Le ministre des Serviteurs du peuple a également exprimé sa reconnaissance à l’ensemble des acteurs impliqués dans la mise en œuvre du régime, en particulier le ministère de la Santé et les structures sanitaires privées, tout en les exhortant à maintenir leur engagement. Il a, en outre, invité les bénéficiaires à faire un usage responsable de cet important mécanisme de solidarité nationale.
Des outils et formations déployés
Le Directeur général de la Caisse nationale d’assurance maladie universelle (CNAMU), Soumaïla Gamsonré, a souligné que le lancement conjoint à Ouagadougou et Bobo‑Dioulasso est un motif de satisfaction après près de dix‑huit années de préparatifs.
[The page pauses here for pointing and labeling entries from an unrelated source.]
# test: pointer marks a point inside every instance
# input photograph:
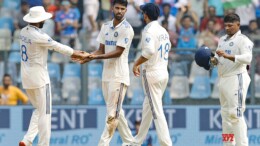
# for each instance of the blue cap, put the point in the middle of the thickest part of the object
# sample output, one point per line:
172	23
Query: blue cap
65	3
151	10
202	57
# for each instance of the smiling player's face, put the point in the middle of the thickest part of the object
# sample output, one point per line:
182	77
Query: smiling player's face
232	28
119	11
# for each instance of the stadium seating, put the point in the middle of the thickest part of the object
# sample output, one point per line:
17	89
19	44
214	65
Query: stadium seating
179	88
95	97
201	88
215	92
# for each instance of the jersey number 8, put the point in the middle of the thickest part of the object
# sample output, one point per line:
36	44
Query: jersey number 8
24	53
166	49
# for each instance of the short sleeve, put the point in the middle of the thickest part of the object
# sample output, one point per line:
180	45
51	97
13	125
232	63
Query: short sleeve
101	36
148	45
125	38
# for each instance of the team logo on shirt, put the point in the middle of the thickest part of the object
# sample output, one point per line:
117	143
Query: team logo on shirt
250	48
49	40
147	40
115	34
126	40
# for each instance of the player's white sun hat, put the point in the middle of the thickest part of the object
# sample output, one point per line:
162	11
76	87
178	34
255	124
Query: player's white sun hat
37	14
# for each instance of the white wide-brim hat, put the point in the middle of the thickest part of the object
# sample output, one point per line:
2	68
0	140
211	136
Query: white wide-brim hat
37	14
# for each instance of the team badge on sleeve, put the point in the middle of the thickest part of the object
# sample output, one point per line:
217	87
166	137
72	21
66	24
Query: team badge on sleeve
126	40
115	34
231	44
148	40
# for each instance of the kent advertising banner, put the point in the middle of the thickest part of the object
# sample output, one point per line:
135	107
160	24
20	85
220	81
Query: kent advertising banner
83	125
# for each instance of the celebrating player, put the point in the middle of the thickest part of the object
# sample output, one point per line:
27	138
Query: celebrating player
155	50
115	40
34	46
233	54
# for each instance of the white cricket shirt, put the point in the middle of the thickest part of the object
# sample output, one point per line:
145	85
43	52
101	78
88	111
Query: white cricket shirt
116	69
34	45
238	45
155	47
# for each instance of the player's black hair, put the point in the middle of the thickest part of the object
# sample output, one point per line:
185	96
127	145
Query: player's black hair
186	16
6	75
252	21
166	5
137	122
121	2
165	21
230	18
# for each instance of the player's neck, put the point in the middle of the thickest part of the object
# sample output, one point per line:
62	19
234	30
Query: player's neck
35	24
116	22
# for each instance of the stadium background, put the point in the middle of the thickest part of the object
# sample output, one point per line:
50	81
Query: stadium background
191	99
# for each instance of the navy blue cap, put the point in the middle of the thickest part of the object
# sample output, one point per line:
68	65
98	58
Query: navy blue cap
202	57
151	10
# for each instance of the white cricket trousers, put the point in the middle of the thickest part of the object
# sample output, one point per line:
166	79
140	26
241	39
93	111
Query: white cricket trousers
114	94
41	117
154	84
233	91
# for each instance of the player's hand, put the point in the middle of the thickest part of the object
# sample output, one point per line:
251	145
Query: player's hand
85	60
92	56
222	53
214	61
77	54
136	70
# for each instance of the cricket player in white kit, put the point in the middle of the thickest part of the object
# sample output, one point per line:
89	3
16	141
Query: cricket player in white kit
155	51
233	54
115	39
34	44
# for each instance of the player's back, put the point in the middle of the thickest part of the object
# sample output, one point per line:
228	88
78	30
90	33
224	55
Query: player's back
34	71
155	37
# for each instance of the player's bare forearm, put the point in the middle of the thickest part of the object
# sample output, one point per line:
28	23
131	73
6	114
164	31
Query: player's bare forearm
101	50
222	53
114	54
136	67
140	60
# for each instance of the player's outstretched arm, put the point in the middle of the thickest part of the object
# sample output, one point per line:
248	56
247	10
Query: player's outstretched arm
78	56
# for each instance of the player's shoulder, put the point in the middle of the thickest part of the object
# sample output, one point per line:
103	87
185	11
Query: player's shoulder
224	37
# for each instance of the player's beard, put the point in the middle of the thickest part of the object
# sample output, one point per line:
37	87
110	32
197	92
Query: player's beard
118	17
41	24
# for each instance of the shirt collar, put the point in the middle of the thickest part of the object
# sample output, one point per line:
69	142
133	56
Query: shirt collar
152	23
236	34
36	28
118	25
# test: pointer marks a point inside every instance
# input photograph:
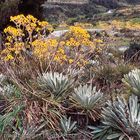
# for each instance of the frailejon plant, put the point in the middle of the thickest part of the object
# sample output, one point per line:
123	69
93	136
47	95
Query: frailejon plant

« Un système informatique intégré est désormais opérationnel, prenant en compte à la fois le volet des produits de santé, notamment les pharmacies, et celui des prestataires de soins, incluant les hôpitaux et les centres de santé. Des sessions de formation destinées au renforcement des capacités du personnel ont également été engagées. Par ailleurs, un accent particulier sera mis sur la communication à l’endroit des populations bénéficiaires, afin de garantir une meilleure information et davantage de transparence sur les prestations offertes », a rassuré Soumaïla Gamsonré, DG de la CNAMU.
Témoignages d’usagers
Mme Assita Balima Ouédraogo, patiente et résidente au secteur 19 de Ouagadougou, a témoigné de l’impact immédiat du RAMU et exprimé son soulagement peu après son passage au centre médical.

« Après présentation de sa carte d’assurée, j’ai bénéficié d’une consultation et, pour des médicaments d’un coût initial de 3 520 francs CFA, je n’ai déboursé que 1 056 francs CFA. L’assurance maladie universelle, longtemps perçue comme un rêve, est désormais une réalité tangible. Ce dispositif permettra une meilleure prise en charge sanitaire de ma famille, réduira le stress lié aux dépenses de santé et contribuera à l’amélioration globale du développement du pays, une population en bonne santé constituant un levier essentiel de progrès », s’est réjouie Assita Balima Ouédraogo.
Les responsables des établissements visités eux, ont remercié les autorités pour la confiance et réitéré leur engagement à travailler avec leurs équipes pour assurer le succès du régime et soulager les souscripteurs.
Rappel du fonctionnement du RAMU

Le RAMU est un mécanisme étatique garantissant l’accès à des soins de santé de qualité à moindre coût. Après un délai minimum de trois mois de cotisation, tout assuré peut, sur présentation de sa carte ou de son attestation, bénéficier de prestations dans les structures sanitaires publiques et privées conventionnées, avec une prise en charge de 70 % des coûts par l’État et 30 % à la charge du bénéficiaire.